Learning about this Sikh name for God has been especially interesting in my current situation, where even going down the street is a struggle. It’s important to remind myself in difficult times that the experiences that come my way are there to help me learn and to grow. A good teacher knows how to push a student and will will set up conditions for the student to discover something within himself that he didn’t know he had. 

There have been times these past few weeks when I’ve been struggling with my crutches and cursing under my breath about how tired I am and how unjust the situation is. I’ve been blessed, however, to have the Waheguru mantra come to my heart in times like these. When I do that, it connects me back to the larger picture: this suffering is there to help me understand something I might not have been able to otherwise.

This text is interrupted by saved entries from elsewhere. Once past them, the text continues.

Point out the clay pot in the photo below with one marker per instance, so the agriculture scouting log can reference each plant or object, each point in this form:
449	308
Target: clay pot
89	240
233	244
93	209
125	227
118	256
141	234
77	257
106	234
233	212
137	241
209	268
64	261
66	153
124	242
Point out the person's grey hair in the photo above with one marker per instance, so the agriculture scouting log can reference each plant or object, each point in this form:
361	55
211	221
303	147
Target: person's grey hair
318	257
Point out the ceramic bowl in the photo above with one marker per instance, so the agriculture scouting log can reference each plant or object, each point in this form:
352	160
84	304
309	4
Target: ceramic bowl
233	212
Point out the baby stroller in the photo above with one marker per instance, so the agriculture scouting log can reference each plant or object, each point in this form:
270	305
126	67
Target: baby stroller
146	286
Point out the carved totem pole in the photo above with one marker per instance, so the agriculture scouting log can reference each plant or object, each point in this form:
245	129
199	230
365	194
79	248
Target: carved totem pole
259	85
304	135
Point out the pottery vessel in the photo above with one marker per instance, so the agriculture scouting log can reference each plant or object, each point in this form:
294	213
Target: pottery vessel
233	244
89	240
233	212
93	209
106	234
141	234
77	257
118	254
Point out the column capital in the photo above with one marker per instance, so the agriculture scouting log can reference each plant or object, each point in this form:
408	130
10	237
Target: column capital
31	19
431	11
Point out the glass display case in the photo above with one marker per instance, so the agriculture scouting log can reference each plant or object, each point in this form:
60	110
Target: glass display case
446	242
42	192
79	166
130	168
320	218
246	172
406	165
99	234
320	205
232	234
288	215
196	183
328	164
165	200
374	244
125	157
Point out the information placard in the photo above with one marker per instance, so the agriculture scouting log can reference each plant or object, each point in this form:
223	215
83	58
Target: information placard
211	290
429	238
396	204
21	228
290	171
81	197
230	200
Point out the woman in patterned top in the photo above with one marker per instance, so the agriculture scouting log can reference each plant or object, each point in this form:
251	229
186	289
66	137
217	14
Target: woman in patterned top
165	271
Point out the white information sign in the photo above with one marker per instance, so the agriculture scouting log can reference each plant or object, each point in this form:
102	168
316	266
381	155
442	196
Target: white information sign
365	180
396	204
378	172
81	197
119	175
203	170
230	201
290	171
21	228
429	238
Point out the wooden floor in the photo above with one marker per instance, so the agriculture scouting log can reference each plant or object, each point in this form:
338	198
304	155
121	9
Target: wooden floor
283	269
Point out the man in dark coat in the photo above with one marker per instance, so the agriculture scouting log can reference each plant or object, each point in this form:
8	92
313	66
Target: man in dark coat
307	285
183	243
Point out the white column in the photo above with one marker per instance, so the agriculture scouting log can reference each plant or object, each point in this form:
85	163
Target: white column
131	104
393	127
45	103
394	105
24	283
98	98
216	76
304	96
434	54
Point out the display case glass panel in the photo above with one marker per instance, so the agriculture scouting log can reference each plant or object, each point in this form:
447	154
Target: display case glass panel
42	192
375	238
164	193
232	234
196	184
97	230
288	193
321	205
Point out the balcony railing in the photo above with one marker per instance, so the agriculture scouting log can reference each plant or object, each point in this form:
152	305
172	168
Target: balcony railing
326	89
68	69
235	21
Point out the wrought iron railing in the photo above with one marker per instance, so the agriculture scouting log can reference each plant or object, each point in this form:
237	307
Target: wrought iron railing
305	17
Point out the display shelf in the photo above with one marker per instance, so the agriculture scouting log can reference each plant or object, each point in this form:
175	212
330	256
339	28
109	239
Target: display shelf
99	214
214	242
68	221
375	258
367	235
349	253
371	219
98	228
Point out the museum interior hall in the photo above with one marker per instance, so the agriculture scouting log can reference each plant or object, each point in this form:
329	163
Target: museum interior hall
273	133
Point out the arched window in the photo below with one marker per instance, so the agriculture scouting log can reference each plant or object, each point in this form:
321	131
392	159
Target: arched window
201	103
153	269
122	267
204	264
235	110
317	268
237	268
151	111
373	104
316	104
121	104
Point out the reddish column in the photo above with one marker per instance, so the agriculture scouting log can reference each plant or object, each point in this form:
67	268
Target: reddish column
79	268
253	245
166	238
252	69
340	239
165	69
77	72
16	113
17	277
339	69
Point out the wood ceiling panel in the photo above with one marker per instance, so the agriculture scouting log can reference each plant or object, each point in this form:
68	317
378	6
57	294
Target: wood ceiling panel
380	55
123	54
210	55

Already, I am beginning to understand on an entirely different level just how interdependant and interconnected we are. In this moment, I am particularly vulnerable and in need of aid. But this is actually true all the time! Every moment of our existence is contingent on countless beings, from our parents, to the farmers who grow our food, to the multitudes of insects and animals that create healthy soil.

Most of the time, we are not really aware of how “I am because you are”. But when you’re sick, you quickly realize on an experiential level what a debt we owe to those around us. This is simply the way things are, which goes unnoticed, underappreciated, or simply forgotten in day to day life.

I accept that I may be entirely delusional when I assert that, like a roller coaster architect, the soul designs its own lessons, and then forgets it designed them in order to make the experience more fun.  I may be completley out of my mind to think of God as an impersonal force that gives and learns lessons. It may be true, as Jung argued, that God is entirely a psychological projection, an idea designed to help us navigate through life’s turbid waters.

But at the end of the day, using these ideas imbibes my life with patience, compassion, and understanding. “Waheguru” helps me to escape being entirely sucked into the ego vortex.

In another week, my ankle will hopefully have healed to the point where I can walk on it again. Until then, crutches are very useful to fascilitate my body’s return to its natural state of health.

Similarly, perhaps one day I will be able to jettison the ideas I’m leaning on as well. As beautiful and elaborate as our descriptions of God may be, we are not meant to hang on to them. “I pray to God to make me free of God”, as Meister Eckhart put it. Or in Buddhist parlance, the raft is there to get you to the other side; you don’t take it along with you after you’ve arrived. In my physical situation, it would be rediculous to hold on to the crutches after I’ve healed.

Our ideas of the divine (or enlightenment) are there to help us correct our vision, to restore our perception to seeing reality as it really is– throughly interdependent, creative, generous, and above all, mysterious (oh, and remember that you’re not at the center of it).

For now, however, I’m still a thoroughly ego-based being who does not always remember this, and as a result I am prone to anger, compaining, and judgment. I need crutches.

Take any means you want to help your ankle heal (there are surprisingly many options out there, including “knee scooters“). Take any means you can to de-egofy yourself.

If it’s through mantras, great. If it’s through a very Zen-like disidentification with pain, great. The important thing is that you find some way to to de-personalize the situation and open up to what it is, which will always be beyond your comprehension.

Be a good student, and open yourself up to what the teacher is trying to convey.